Mieter zahlten 2009 zehn Prozent mehr an Betriebskosten als 2007

Hamburgs Mieter zahlten 2009 Betriebskosten in Höhe von 3,13 Euro im Monat und pro Quadratmeter. Das sind mehr als sechs Prozent über dem Bundesdurchschnitt (2,94 Euro). Das geht aus dem neuen Betriebskostenspiegel hervor, den der Mieterverein zu Hamburg auf Grundlage der Abrechnungsdaten 2009 erstellt hat. Er gibt Auskunft über die durchschnittlichen Mietnebenkosten, aufgeschlüsselt nach den einzelnen gesetzlich zugelassenen Kostenarten. Die Werte sind jeweils pro Quadratmeter im Monat angegeben.

Danach mussten 1,22 Euro für Heizung und Warmwasser und 1,91 Euro für die kalten Betriebskosten im Monat pro Quadratmeter gezahlt werden.

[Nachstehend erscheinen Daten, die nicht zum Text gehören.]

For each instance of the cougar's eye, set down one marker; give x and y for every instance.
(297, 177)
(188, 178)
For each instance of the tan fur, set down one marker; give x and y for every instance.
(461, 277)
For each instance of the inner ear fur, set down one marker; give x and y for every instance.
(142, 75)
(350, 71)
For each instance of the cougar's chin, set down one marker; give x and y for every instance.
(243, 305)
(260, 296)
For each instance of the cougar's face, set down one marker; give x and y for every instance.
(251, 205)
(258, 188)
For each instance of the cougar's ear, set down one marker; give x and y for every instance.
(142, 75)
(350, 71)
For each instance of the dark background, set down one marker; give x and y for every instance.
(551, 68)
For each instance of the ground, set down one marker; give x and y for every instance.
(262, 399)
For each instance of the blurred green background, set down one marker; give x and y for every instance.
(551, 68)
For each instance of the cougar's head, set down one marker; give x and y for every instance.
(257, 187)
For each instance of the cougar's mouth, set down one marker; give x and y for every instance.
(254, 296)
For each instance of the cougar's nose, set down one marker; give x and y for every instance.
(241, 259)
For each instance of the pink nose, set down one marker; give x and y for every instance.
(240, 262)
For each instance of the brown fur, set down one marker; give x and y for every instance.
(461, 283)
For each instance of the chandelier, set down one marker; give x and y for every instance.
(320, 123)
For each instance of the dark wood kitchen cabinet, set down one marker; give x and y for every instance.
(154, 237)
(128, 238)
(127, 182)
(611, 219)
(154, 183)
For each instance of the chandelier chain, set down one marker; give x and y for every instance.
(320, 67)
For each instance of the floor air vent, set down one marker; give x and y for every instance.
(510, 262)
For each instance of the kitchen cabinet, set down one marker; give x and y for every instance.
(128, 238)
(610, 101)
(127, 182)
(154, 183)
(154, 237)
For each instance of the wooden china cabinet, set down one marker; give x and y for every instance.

Für eine Wohnung mit 70 Quadratmetern fielen mithin im Jahr 2009 rund 2629,20 Euro an Betriebskosten an. Gegenüber 2007 bedeutet dies ein Anziehen der Nebenkosten um mehr als zehn Prozent. Der deutlichste Anstieg ist bei den Heizkosten zu verzeichnen. "Nach der Explosion der Kaltmieten in den letzten zwei Jahren haben nunmehr auch die Kosten für die sogenannte zweite Miete die Drei-Euro-Marke überschritten. Haushalte mit durchschnittlichem Einkommen haben somit keine Chancen, auf dem Hamburger Markt etwas Bezahlbares zu finden", sagt Eckard Pahlke, Vorsitzender des Mietervereins zu Hamburg. Um auch für 2010 die Kosten repräsentativ erfassen zu können, werden Mieter gebeten, die Betriebs- und Heizkostenabrechnungen für das Abrechnungsjahr 2010 an den Verein zu senden, der die Daten dann anonymisiert verwertet.

Der neue Betriebskostenspiegel liegt auf der Internetseite www.mieterverein-hamburg.de und in der Geschäftsstelle am Berliner Tor zur Abholung bereit.